Mixed-method research – including semi-structured interviews, design-led interactions, secondary research, SWOT & STEEP analysis, and surveys – builds a unique data-set.
Analysis and synthesis with mapping- and visualization-tools bridge sense-making with insights-generation. User journeys and system maps simplify complex findings and help identify relevant fields of opportunity.
Scenarios and blueprints serve the (participatory) ideation-phase. Pre-determined and emerging boundaries and constraints become criteria for idea selection.
The array of iterated prototypes spans from paper-prototypes and graphics to functional artifacts as well as digital mock-ups. Consistent testing of assumptions and hypotheses with users and other stakeholders leads to delivering the solution with the highest innovation potential.
Three core capacities prevail along the entire process and facilitate success: (1) Enablement of every person involved; (2) participation of stakeholders to ensure buy-in and ownership; (3) leadership on the pivoting scale between being led and leading others.
Three core assets build the ethical framework for the process: (1) Values driven by social, ecological, and economic sustainability inform a tailored set of (2) design principles including financial, legal, social, psychological and other factors; (3) the organization's strategy defines boundaries and possibilities for everything else.

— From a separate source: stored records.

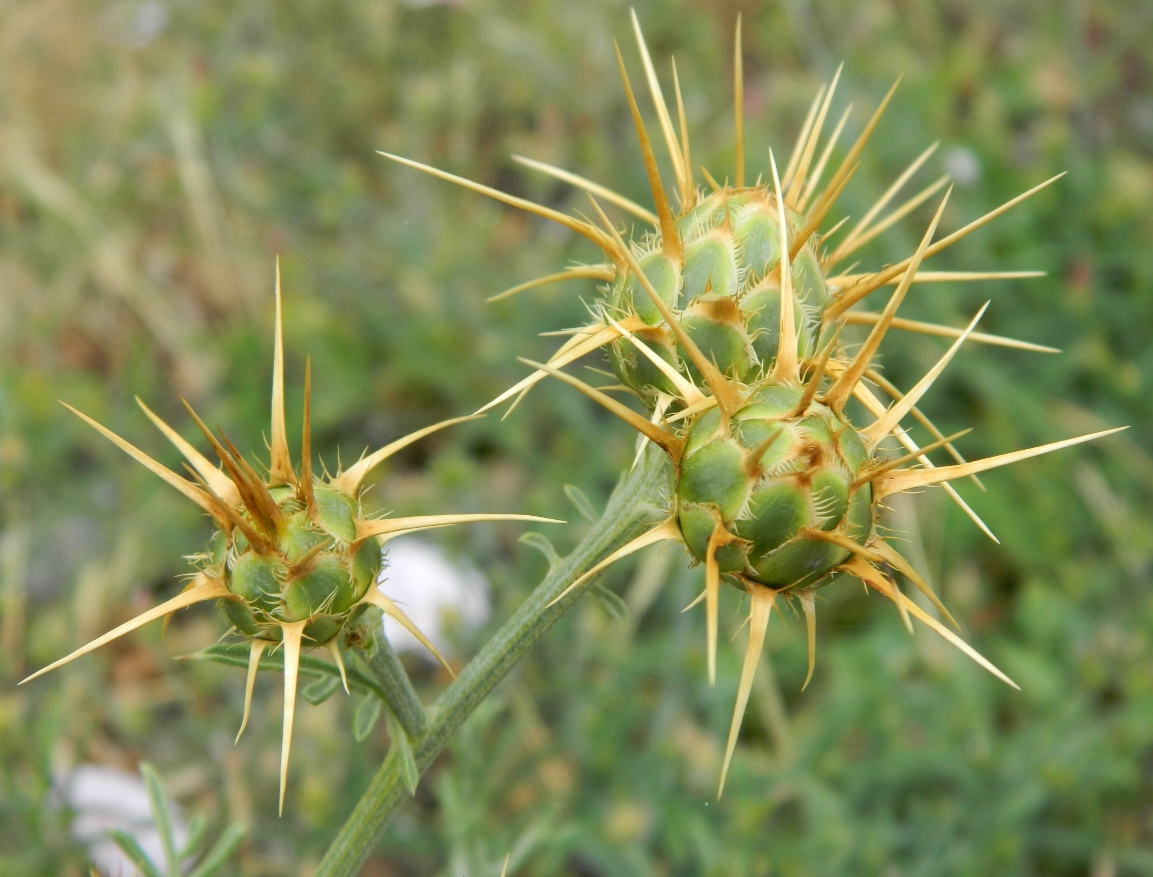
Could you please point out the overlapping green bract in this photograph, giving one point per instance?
(773, 485)
(724, 285)
(316, 572)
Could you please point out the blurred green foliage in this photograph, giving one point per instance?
(156, 156)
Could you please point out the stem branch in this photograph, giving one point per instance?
(635, 505)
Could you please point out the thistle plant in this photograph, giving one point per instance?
(724, 320)
(777, 443)
(294, 559)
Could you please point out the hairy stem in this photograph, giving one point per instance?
(399, 694)
(635, 505)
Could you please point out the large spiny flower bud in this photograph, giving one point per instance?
(777, 492)
(723, 319)
(724, 285)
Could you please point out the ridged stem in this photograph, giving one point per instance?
(381, 659)
(635, 506)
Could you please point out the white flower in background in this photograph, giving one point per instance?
(103, 799)
(438, 594)
(963, 165)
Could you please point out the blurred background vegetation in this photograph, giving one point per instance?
(157, 155)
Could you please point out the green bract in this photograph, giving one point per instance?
(294, 559)
(314, 572)
(773, 485)
(724, 285)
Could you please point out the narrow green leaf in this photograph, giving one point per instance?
(235, 655)
(409, 773)
(161, 816)
(541, 543)
(578, 498)
(321, 690)
(610, 602)
(196, 832)
(220, 853)
(130, 848)
(368, 711)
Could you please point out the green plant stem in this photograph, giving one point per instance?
(635, 506)
(381, 659)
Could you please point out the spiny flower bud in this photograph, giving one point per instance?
(723, 284)
(294, 560)
(775, 492)
(723, 318)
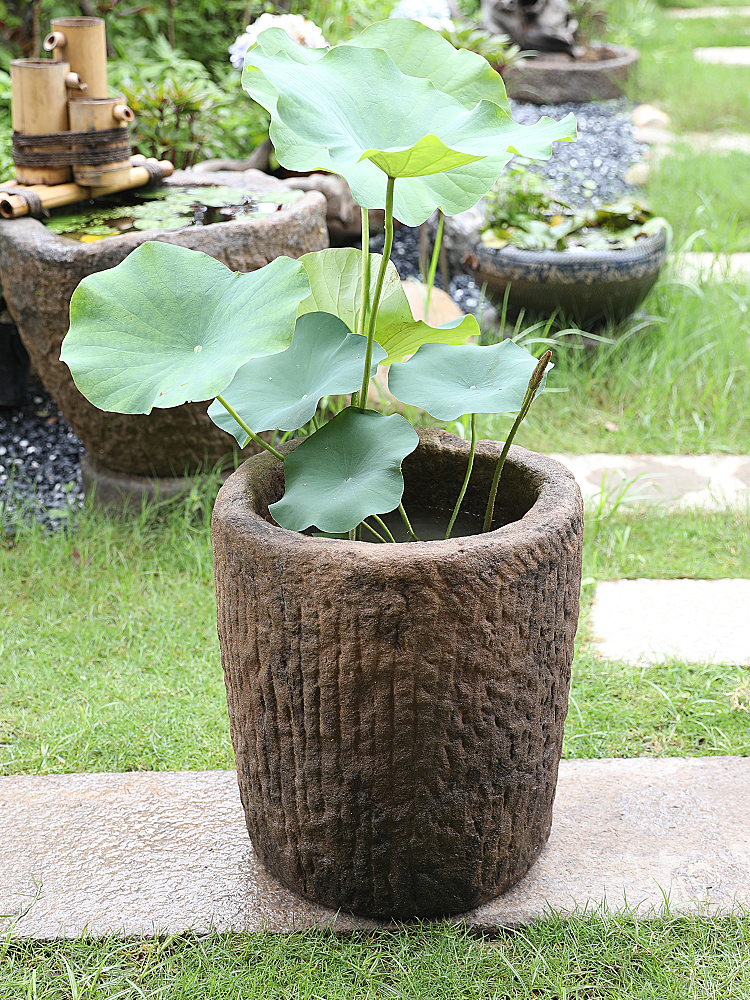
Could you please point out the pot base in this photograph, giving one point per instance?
(119, 493)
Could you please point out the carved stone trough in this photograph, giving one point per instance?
(39, 272)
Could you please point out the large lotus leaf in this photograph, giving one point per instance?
(169, 325)
(283, 391)
(347, 470)
(336, 287)
(449, 382)
(419, 51)
(353, 106)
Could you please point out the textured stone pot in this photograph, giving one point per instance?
(39, 272)
(397, 710)
(555, 78)
(587, 286)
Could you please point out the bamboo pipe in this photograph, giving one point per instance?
(39, 104)
(96, 114)
(82, 42)
(53, 196)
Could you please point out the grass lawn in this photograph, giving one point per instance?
(598, 957)
(698, 97)
(110, 660)
(672, 380)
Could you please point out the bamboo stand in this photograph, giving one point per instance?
(53, 196)
(39, 106)
(101, 114)
(97, 141)
(81, 42)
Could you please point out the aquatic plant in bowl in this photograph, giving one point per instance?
(589, 266)
(358, 674)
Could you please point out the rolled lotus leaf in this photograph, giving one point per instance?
(283, 391)
(336, 286)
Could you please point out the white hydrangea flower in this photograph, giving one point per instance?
(298, 28)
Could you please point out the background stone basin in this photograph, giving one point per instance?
(39, 272)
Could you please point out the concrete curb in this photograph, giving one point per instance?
(145, 853)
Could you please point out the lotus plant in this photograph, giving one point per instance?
(413, 125)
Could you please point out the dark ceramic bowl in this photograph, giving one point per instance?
(555, 78)
(587, 287)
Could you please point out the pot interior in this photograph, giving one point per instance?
(433, 476)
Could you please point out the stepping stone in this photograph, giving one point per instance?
(728, 267)
(651, 621)
(145, 853)
(697, 13)
(726, 55)
(677, 481)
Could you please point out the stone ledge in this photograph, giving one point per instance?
(677, 482)
(167, 852)
(653, 621)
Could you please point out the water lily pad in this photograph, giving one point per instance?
(418, 51)
(283, 391)
(347, 470)
(411, 129)
(170, 325)
(449, 382)
(336, 285)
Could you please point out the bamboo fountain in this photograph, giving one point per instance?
(70, 139)
(70, 145)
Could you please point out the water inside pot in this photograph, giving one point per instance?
(165, 208)
(429, 524)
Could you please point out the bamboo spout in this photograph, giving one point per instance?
(74, 82)
(123, 113)
(55, 40)
(82, 42)
(53, 196)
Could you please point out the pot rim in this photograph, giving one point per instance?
(35, 228)
(649, 246)
(558, 502)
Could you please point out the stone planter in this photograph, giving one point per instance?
(39, 272)
(556, 78)
(588, 287)
(397, 710)
(14, 363)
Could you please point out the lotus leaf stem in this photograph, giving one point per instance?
(374, 532)
(251, 434)
(433, 265)
(533, 387)
(381, 524)
(378, 289)
(467, 477)
(405, 519)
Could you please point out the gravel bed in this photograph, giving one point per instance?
(40, 455)
(40, 463)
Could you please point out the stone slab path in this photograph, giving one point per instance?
(677, 481)
(698, 13)
(149, 852)
(725, 55)
(650, 621)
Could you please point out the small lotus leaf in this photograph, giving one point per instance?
(170, 325)
(353, 111)
(283, 391)
(347, 470)
(449, 382)
(336, 285)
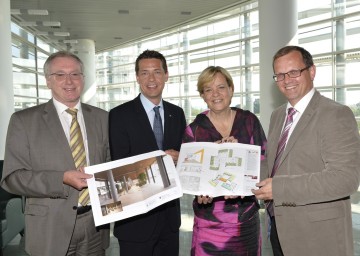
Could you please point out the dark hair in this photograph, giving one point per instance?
(149, 54)
(61, 54)
(208, 75)
(307, 58)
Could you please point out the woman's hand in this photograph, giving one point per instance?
(229, 139)
(204, 199)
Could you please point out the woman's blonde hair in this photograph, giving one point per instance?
(208, 75)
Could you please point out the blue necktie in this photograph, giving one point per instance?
(157, 128)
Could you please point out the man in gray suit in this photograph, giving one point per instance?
(39, 164)
(317, 171)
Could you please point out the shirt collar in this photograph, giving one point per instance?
(60, 107)
(303, 103)
(148, 105)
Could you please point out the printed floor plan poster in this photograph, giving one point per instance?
(131, 186)
(207, 168)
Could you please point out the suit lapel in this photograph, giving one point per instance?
(279, 118)
(144, 122)
(301, 125)
(52, 120)
(90, 126)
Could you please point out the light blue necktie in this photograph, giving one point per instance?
(157, 128)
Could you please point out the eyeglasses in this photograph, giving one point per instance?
(292, 74)
(62, 76)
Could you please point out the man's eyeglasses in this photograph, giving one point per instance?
(62, 76)
(292, 74)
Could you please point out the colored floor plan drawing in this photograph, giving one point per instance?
(196, 157)
(225, 180)
(224, 158)
(207, 168)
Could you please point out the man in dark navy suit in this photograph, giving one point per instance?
(131, 133)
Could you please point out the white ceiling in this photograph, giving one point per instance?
(101, 21)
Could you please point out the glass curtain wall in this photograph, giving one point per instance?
(228, 39)
(28, 57)
(329, 29)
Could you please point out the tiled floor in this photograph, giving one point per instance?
(16, 247)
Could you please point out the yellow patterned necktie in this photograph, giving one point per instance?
(78, 151)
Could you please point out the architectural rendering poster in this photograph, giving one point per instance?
(131, 186)
(212, 169)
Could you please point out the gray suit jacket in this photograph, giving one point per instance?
(36, 155)
(320, 168)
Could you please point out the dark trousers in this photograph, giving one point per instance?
(274, 239)
(163, 242)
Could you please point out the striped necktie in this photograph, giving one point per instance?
(157, 128)
(78, 151)
(281, 147)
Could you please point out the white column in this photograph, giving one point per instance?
(277, 28)
(6, 76)
(85, 50)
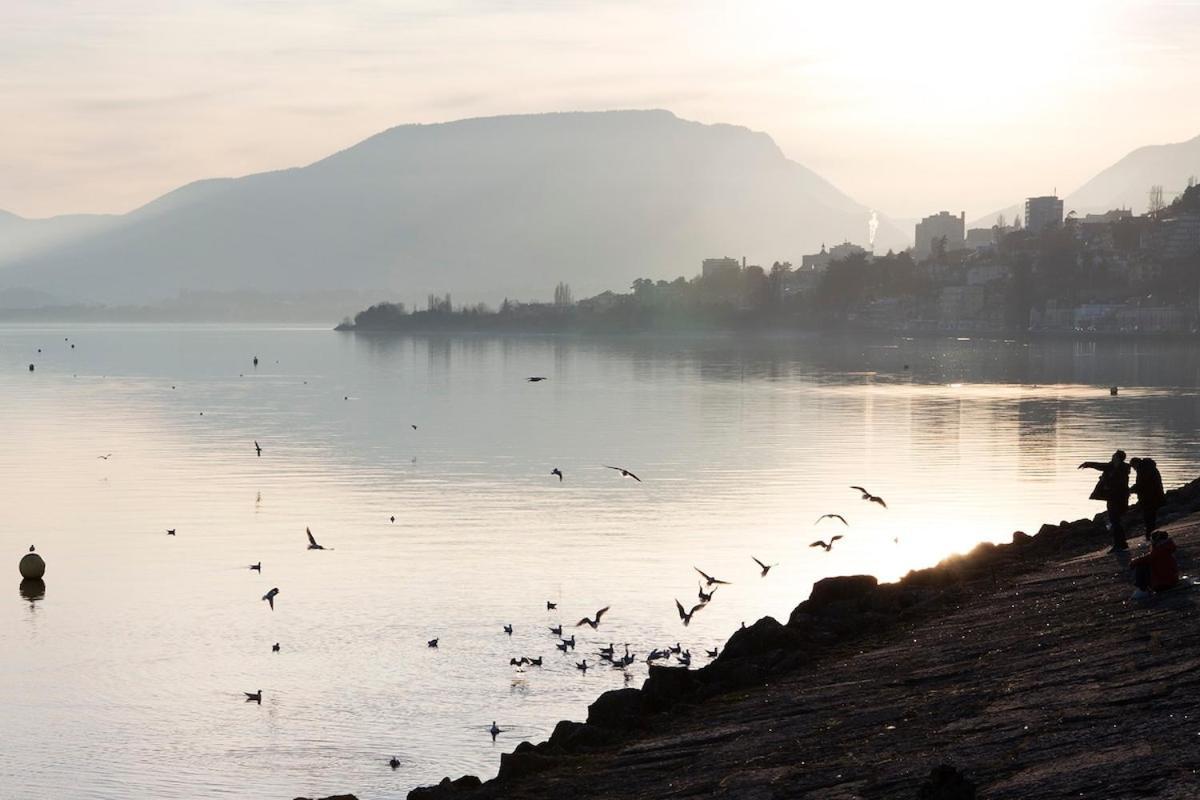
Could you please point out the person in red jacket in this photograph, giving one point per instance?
(1157, 570)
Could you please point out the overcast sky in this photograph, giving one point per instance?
(909, 107)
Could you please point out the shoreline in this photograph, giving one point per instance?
(856, 641)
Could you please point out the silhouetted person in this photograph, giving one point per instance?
(1149, 488)
(1114, 489)
(1157, 570)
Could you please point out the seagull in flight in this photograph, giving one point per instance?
(685, 615)
(624, 473)
(828, 545)
(708, 579)
(594, 623)
(765, 567)
(869, 497)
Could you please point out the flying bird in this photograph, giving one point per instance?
(624, 473)
(312, 542)
(869, 497)
(765, 567)
(828, 545)
(685, 615)
(708, 579)
(594, 623)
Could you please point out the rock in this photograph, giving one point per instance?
(666, 686)
(31, 566)
(574, 737)
(843, 588)
(523, 761)
(765, 636)
(621, 709)
(946, 783)
(447, 788)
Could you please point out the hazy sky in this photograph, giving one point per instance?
(910, 107)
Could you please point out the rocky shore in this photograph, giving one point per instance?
(1019, 671)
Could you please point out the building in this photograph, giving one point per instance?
(820, 262)
(942, 226)
(1042, 212)
(720, 268)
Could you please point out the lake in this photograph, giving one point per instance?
(125, 678)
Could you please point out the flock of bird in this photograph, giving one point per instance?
(605, 655)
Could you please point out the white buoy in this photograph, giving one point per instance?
(31, 566)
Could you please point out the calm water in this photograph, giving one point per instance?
(125, 679)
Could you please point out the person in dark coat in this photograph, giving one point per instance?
(1114, 489)
(1149, 488)
(1157, 570)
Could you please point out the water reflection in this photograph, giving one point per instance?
(33, 589)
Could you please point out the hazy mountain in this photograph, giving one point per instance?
(21, 238)
(481, 208)
(1126, 184)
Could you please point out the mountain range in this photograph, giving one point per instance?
(484, 209)
(481, 208)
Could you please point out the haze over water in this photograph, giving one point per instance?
(125, 679)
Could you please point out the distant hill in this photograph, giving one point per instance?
(1126, 184)
(483, 208)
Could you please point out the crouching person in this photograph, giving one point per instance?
(1157, 570)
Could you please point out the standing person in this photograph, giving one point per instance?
(1149, 488)
(1114, 489)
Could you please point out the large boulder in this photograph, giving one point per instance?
(447, 789)
(840, 589)
(621, 709)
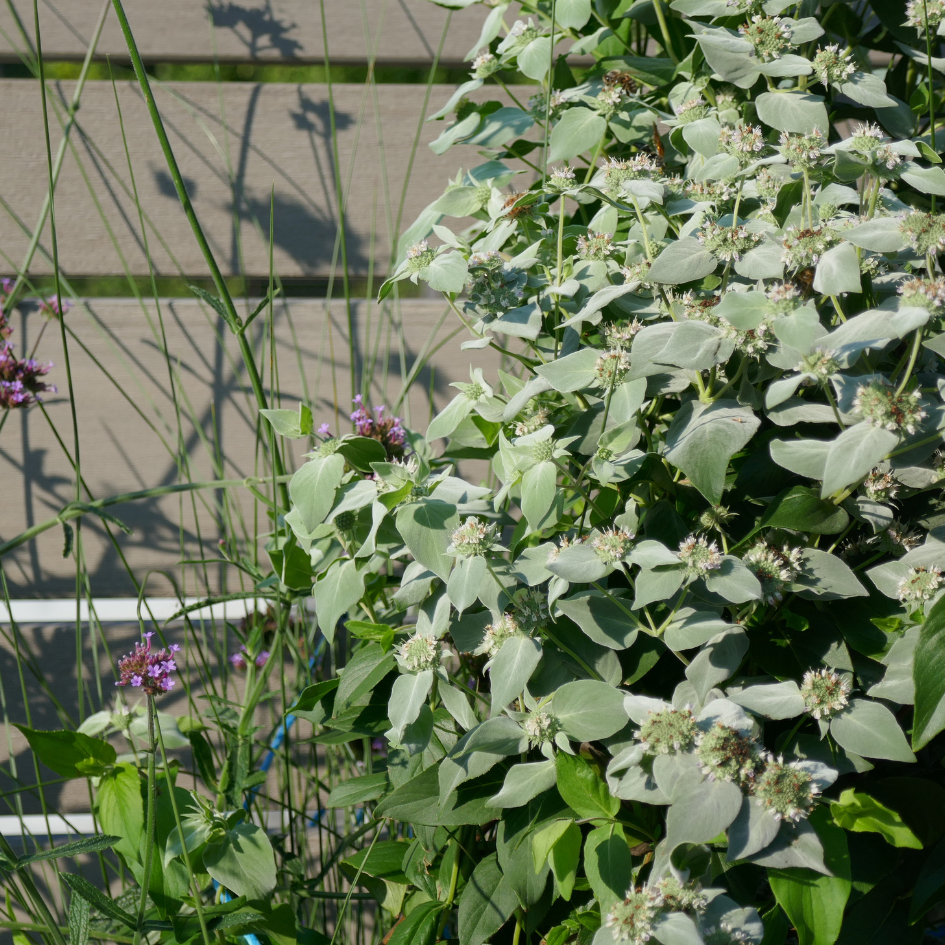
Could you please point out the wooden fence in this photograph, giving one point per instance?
(238, 144)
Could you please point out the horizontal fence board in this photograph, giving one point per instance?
(274, 136)
(121, 453)
(396, 31)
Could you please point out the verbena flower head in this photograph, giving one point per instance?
(595, 245)
(804, 247)
(923, 293)
(667, 730)
(831, 66)
(768, 34)
(472, 538)
(20, 384)
(612, 545)
(699, 555)
(920, 584)
(775, 568)
(631, 919)
(419, 653)
(881, 486)
(147, 669)
(725, 754)
(881, 406)
(681, 897)
(727, 242)
(924, 231)
(825, 693)
(802, 151)
(611, 368)
(786, 790)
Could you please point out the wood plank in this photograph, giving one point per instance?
(274, 135)
(402, 31)
(121, 453)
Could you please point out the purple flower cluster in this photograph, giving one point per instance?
(20, 382)
(387, 430)
(239, 660)
(147, 670)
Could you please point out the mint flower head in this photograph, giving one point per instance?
(631, 919)
(882, 407)
(147, 669)
(667, 730)
(786, 790)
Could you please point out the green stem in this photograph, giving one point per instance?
(149, 829)
(219, 282)
(664, 30)
(194, 888)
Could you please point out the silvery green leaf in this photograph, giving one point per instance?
(838, 271)
(797, 112)
(572, 372)
(772, 700)
(538, 494)
(703, 136)
(588, 710)
(882, 235)
(703, 438)
(464, 89)
(449, 418)
(854, 453)
(501, 127)
(717, 660)
(867, 89)
(718, 167)
(806, 458)
(572, 14)
(685, 260)
(691, 628)
(335, 593)
(656, 584)
(742, 310)
(676, 928)
(825, 577)
(638, 707)
(579, 130)
(787, 65)
(897, 684)
(928, 180)
(733, 581)
(764, 261)
(522, 783)
(752, 830)
(464, 581)
(512, 667)
(601, 618)
(534, 60)
(447, 273)
(426, 528)
(869, 729)
(408, 694)
(701, 810)
(579, 564)
(457, 705)
(312, 489)
(795, 845)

A variety of human-centered and future-oriented design-approaches inform my practice.
At the intersections of the dominant approaches including applied user research, service design, systems thinking, and strategy, lie sub-sets of methods and practice including participatory design, speculative design, and team development among others.
Practical and theoretical rigor as well as a clear set of values frame this adaptive array of approaches.
Theory of Change
Transtheoretical Model of Behavior Change**
The TTM describes how a person theoretically acquires new positive behaviors. This behavior change usually unfolds in 5 stages within every human. During (1) Precontemplation, the person is not aware of the problem. The (2) Contemplation stage signifies that the person has gained knowledge and awareness of and about the problem, which likely leads to entering the (3) Preparation stage, forming the intention to change. The crucial moment is mostly when a person eventually may or may not take (4) Action – meaning they do first attempts at actualizing new behaviors. Only when a system of (5) Maintenance is instilled, people will keep executing their new behaviors and hopefully not (6) Relapse into old behaviors.
Community Action Framework*
The CAF frames the development of leadership potential in people in four interconnected phases: An (1) Individual first needs to develop their own advocacy in order to build confidence and work in (2) Groups to lead with others. After self-determination has been developed with others, one will be capable of leading a (3) Community – peers and allies – to effect change together and ultimately impact (4) Society.
Focus on Scalable Impact and Enablement
Always measuring project deliverables against the five TTM-stages, this theory of change applies to every level of leadership. In order to scale individual enablement, the individual needs to develop advocacy. In order to impact change at a societal scale, the proposed solution needs to take into consideration the enablement and change of every addressed community, group, and individual.